Voluntary injections are extremely helpful when vaccines or injectable medications are needed as they may eliminate the need for anesthesia. When anesthesia is needed, drugs can be administered with increased accuracy and with the animal’s voluntary cooperation through training. Animals can calmly present an arm or leg for an injection, in a safe and relaxed position, where they can be closely monitored.
Voluntary blood collection is equally helpful in providing optimal veterinary care because it allows the veterinary staff to receive valuable information about what is going on inside an animal’s body. Blood values can tell veterinary staff important information including hormone levels used to identify breeding cycles, confirm pregnancy or the onset of labor, whether illness or infection is present, or how an animal’s organs such as the kidneys or liver are functioning. All of these diagnostics assist the veterinary staff in getting an overall picture of an animal’s health and help to provide the best medical care available in the safest environment possible for the animal.
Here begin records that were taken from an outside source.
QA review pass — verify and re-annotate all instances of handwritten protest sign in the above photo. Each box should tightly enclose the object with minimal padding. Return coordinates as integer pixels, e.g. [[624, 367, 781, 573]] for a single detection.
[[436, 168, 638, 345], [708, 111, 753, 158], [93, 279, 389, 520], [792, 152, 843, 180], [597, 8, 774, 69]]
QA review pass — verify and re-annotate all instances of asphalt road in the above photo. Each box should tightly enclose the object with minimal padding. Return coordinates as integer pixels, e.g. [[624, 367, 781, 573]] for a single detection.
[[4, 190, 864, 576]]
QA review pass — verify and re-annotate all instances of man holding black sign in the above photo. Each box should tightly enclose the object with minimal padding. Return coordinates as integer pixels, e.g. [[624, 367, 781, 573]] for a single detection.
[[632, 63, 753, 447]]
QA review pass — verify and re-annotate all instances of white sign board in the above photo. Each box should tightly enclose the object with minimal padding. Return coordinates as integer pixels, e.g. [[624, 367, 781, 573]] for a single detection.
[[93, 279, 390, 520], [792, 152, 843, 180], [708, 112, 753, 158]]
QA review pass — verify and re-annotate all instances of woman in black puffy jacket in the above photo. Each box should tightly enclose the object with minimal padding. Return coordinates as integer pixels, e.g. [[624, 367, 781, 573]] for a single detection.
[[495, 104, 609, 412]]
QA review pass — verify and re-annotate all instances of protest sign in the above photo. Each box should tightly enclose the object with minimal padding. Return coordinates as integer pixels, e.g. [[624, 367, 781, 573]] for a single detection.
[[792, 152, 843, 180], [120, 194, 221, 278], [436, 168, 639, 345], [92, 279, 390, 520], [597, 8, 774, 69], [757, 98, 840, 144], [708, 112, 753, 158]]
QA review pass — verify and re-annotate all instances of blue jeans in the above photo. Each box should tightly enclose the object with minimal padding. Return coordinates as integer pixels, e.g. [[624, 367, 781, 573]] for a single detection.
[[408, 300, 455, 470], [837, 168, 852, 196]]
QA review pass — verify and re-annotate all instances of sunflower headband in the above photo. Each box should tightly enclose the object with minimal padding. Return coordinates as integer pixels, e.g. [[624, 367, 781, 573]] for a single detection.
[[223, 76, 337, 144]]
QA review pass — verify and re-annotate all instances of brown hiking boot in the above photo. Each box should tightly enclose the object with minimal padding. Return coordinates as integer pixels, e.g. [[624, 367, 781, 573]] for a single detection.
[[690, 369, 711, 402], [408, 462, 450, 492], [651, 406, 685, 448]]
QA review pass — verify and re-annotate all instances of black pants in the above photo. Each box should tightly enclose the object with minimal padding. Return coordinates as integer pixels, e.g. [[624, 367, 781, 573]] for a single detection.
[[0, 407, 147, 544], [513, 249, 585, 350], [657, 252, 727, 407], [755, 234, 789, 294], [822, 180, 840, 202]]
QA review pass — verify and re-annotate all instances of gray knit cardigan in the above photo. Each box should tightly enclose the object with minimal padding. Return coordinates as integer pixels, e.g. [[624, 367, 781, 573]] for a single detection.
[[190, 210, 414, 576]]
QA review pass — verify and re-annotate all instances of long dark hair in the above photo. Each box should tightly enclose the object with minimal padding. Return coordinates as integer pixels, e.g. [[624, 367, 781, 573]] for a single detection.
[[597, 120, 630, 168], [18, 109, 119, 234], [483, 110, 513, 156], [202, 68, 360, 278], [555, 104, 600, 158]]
Complex behaviors like voluntary injection and blood collection usually require some form of target, body part presentation, tactile desensitization, introduction of veterinary equipment, a solid and long hold, a commitment to teamwork between the animals and staff and an enormous amount of trust based on a long history of shared positive experiences – whew!
The results are in …
Keepers and veterinary staff have a committed relationship with the Zoo’s animals to achieve all these behaviors and more. Veterinary staff make time in their daily schedules to dedicate to working with the animals and their keepers not only in formal training sessions but also through basic positive exchanges as a part of a normal day. Just like you probably perceive the person who stops by just to say “Hi” or to see how you are doing differently than the person who only shows up or calls when they want something, we believe that the daily investments that all Zoo staff make in the health and wellness of the animals helps provide the animals with the finest care possible.
Since strong foundational building blocks are what good relationships are made of, and good relationships are what successful partnerships are built upon and result in team endeavors where everyone wins, it’s no surprise that these same principles are also in the “prescription” for optimal animal health. So, does an apple a day keep the doctor away? Not in our Zoo, and that’s how we like it!